Les expériences partagées dans le cadre de l’Atelier de recherche et de création (ARC), initié en 2020 par l’ENSAD Dijon (École nationale supérieure d’art et design de Dijon), Martine Le Gac et moi-même accompagnées d’étudiant·es, en partenariat étroit avec Le Dancing (CDCN – Centre de développement Chorégraphique national – Dijon Bourgogne Franche-Comté), témoignent d’approches multiples privilégiant un rapport réinventé à la nature.
Un aperçu de ce large prisme de façons d’être au monde, formulées en gestes et autres médiums au gré des chorégraphes invité.e .s, sera proposé lors de cette journée. Ainsi, nous transiterons du mythe de la forêt lié à des formes d’ensauvagement (Lenio Kaklea) à l’inscription de soi dans le paysage et l’environnement (Laurent Pichaud et sa pratique de l’in situ ou Mathias Poisson en qualité d’artiste promeneur), via l’héritage de grandes figures de la modernité en matière de pensée fondatrice de l’éco-féminisme (Anne Collod).
Bien d’autres exemples pourraient éclairer ces modes d’interagir, si l’on songe aux gestes premiers tel que « construire un feu » (imaginé par Le collectif La Tierce), à l’aspiration à puiser dans des mythes anciens pré-inca, revisitant l’idée du rituel et du collectif (Marcela Santander Corvalan), approchées lors de nos séances d’ARC.
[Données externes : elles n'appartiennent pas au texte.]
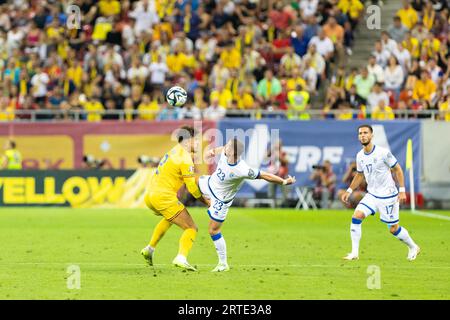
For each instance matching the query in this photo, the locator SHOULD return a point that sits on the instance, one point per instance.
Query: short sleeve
(390, 160)
(187, 166)
(359, 169)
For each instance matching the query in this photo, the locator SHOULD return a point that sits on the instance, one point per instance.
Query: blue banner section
(309, 143)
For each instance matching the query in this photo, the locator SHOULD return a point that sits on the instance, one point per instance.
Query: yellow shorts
(164, 205)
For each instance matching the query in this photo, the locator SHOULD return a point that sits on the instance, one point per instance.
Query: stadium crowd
(407, 70)
(242, 54)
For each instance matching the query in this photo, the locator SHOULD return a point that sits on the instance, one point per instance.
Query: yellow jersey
(386, 114)
(175, 169)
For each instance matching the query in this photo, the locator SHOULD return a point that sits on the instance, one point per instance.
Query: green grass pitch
(274, 254)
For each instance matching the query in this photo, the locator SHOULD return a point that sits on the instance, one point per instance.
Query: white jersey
(227, 179)
(376, 166)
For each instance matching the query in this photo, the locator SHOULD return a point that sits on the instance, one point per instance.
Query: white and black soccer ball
(176, 96)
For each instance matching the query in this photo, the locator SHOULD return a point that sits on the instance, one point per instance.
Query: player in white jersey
(375, 163)
(221, 187)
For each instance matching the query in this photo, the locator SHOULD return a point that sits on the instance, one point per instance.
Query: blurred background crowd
(290, 56)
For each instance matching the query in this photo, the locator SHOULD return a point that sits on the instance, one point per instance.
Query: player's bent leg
(355, 234)
(158, 233)
(220, 244)
(185, 222)
(403, 235)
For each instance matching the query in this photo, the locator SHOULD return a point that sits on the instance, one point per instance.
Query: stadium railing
(254, 114)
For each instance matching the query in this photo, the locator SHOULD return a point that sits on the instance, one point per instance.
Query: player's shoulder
(360, 154)
(383, 151)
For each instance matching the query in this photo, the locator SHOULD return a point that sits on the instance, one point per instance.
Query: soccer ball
(176, 96)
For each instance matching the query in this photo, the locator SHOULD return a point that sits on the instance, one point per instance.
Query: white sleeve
(358, 166)
(390, 160)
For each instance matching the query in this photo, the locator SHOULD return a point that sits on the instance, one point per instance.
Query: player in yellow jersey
(175, 169)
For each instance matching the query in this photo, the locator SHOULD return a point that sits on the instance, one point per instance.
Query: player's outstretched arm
(398, 172)
(357, 180)
(193, 189)
(276, 179)
(213, 152)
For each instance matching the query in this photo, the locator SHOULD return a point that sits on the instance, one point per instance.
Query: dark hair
(186, 132)
(366, 126)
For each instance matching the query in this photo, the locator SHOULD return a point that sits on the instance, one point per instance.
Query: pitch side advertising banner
(74, 188)
(309, 143)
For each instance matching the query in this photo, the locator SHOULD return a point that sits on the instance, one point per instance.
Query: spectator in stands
(299, 41)
(289, 61)
(364, 83)
(268, 88)
(308, 8)
(403, 57)
(347, 179)
(12, 159)
(335, 33)
(278, 165)
(387, 43)
(408, 15)
(325, 180)
(382, 111)
(215, 111)
(393, 76)
(375, 69)
(298, 103)
(324, 45)
(222, 95)
(420, 32)
(381, 54)
(353, 98)
(424, 88)
(376, 96)
(444, 109)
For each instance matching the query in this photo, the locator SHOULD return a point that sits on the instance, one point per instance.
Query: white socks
(221, 247)
(403, 235)
(355, 235)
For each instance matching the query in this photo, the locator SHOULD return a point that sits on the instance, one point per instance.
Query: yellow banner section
(45, 151)
(76, 191)
(122, 150)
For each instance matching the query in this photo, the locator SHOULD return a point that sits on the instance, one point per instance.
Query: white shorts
(387, 207)
(218, 210)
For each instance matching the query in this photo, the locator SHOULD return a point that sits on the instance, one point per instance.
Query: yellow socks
(186, 241)
(159, 232)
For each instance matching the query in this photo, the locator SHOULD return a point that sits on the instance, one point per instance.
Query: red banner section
(63, 145)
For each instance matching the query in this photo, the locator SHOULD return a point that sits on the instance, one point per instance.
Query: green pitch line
(273, 254)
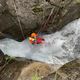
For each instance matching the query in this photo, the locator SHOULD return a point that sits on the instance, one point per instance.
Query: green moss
(35, 77)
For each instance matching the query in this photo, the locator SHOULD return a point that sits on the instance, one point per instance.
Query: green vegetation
(37, 9)
(35, 77)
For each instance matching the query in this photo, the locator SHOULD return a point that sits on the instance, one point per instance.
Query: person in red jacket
(35, 39)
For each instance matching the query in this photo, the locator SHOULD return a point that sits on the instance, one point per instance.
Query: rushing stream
(59, 48)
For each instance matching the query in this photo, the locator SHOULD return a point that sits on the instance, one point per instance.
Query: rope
(19, 21)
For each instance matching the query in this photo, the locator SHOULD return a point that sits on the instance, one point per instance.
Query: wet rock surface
(69, 71)
(33, 14)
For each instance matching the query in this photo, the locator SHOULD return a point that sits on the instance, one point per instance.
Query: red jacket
(39, 40)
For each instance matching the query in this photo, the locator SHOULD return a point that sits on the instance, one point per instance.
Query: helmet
(33, 35)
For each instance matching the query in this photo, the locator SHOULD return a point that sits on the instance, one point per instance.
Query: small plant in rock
(35, 77)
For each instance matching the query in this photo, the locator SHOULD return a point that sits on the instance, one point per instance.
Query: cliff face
(34, 13)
Ces problématiques prolongent à leur manière la réflexion engagée par Frédéric Bonnemaison, créateur en 1999 du festival Entre cour et jardins en Bourgogne, attaché à l’idée de faire du jardin un espace scénique et d’ « expérimenter des lieux de nature »[2]. C’est cet événement avec ses ouvertures (aujourd’hui porté par le CDCN, Le Dancing), qu’évoqueront Frédéric Seguette, son directeur et Mélanie Garziglia, à ses côtés, dans l’engagement qui est le leur.